3 de janeiro de 2010

"A identidade do professor de inglês"

QUEM É O PROFESSOR DE INGLÊS?

Comecemos pelo ideal. O professor de inglês deveria ter, além de consciência política, bom domínio do idioma (oral e escrito) e sólida formação pedagógica com aprofundamento em lingüística aplicada. Em número reduzido, temos profissionais bem formados dentro do perfil ideal que acabamos de descrever. A boa formação é, muitas vezes, fruto apenas de esforço próprio, pois os cursos de licenciatura, em geral, ensinam sobre a língua e não aprofundam conhecimentos na área específica de aprendizagem de língua estrangeira.

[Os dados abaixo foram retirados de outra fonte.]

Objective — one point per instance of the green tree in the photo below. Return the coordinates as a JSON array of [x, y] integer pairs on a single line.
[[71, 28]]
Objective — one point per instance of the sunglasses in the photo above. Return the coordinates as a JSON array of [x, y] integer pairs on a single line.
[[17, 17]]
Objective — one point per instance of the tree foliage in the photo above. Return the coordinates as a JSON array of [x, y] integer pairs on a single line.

No entanto, dois grandes grupos de profissionais, que não se enquadram nesse perfil, compõem os dois extremos do conjunto de professores no Estado de Minas Gerais — de um lado, profissionais com fluência oral (a escrita muitas vezes deixa a desejar) adquirida através de intercâmbios culturais ou outro tipo de experiência no exterior e sem formação pedagógica; do outro lado, profissionais egressos de cursos de Letras (que lhes proporcionaram poucas oportunidades de aprender o idioma) e precária formação pedagógica. Os primeiros estão quase sempre nos cursos livres de idiomas e os segundos nas escolas de primeiro e segundo graus.

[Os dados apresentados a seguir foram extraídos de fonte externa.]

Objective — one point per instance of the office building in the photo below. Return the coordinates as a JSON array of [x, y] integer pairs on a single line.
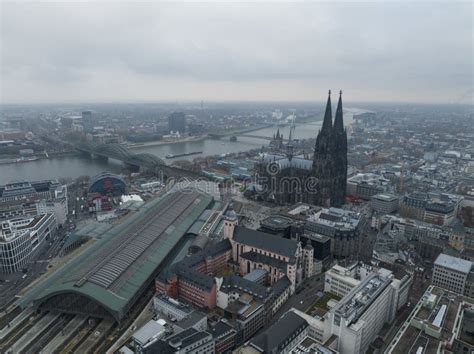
[[434, 208], [282, 336], [21, 237], [384, 203], [18, 199], [464, 337], [451, 273], [440, 322], [341, 226], [366, 185], [360, 315]]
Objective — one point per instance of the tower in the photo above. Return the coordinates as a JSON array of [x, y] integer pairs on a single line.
[[323, 160], [340, 156]]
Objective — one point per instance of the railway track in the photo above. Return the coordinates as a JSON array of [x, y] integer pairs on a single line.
[[48, 334], [20, 329], [83, 333]]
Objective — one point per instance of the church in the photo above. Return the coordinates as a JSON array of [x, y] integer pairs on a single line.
[[288, 179]]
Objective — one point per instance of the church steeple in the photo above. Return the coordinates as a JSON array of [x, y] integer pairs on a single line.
[[338, 120], [327, 122]]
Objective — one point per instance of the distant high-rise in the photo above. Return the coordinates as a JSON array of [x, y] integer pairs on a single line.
[[87, 122], [177, 122]]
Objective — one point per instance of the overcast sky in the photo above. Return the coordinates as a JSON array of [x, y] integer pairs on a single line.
[[104, 51]]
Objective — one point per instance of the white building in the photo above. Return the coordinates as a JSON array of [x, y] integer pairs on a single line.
[[20, 237], [171, 307], [339, 281], [451, 273]]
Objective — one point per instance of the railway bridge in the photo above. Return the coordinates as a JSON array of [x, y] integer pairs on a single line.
[[144, 161]]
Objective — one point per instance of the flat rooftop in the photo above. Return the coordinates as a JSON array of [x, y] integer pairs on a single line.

Para piorar a situação, o mercado não avalia a formação pedagógica do futuro profissional. Os concursos de magistério, na rede estadual e em muitos municípios, aboliram a prova didática. Os futuros mestres são avaliados por uma prova de múltipla escolha, muitas vezes mais simples do que a prova de língua inglesa do vestibular da UFMG, que é considerada fácil. Nos concursos, quando muito, há uma redação, mas o desempenho oral é ignorado. Ainda é comum que professores com dupla licenciatura (português-inglês) concursados para português sejam pressionados a completar sua carga didática com “aulinhas”de inglês, pois as escolas precisam cobrir a falta de professores por motivos diversos.

QUAL É A FORMAÇÃO DO PROFESSOR DE LÍNGUA INGLESA?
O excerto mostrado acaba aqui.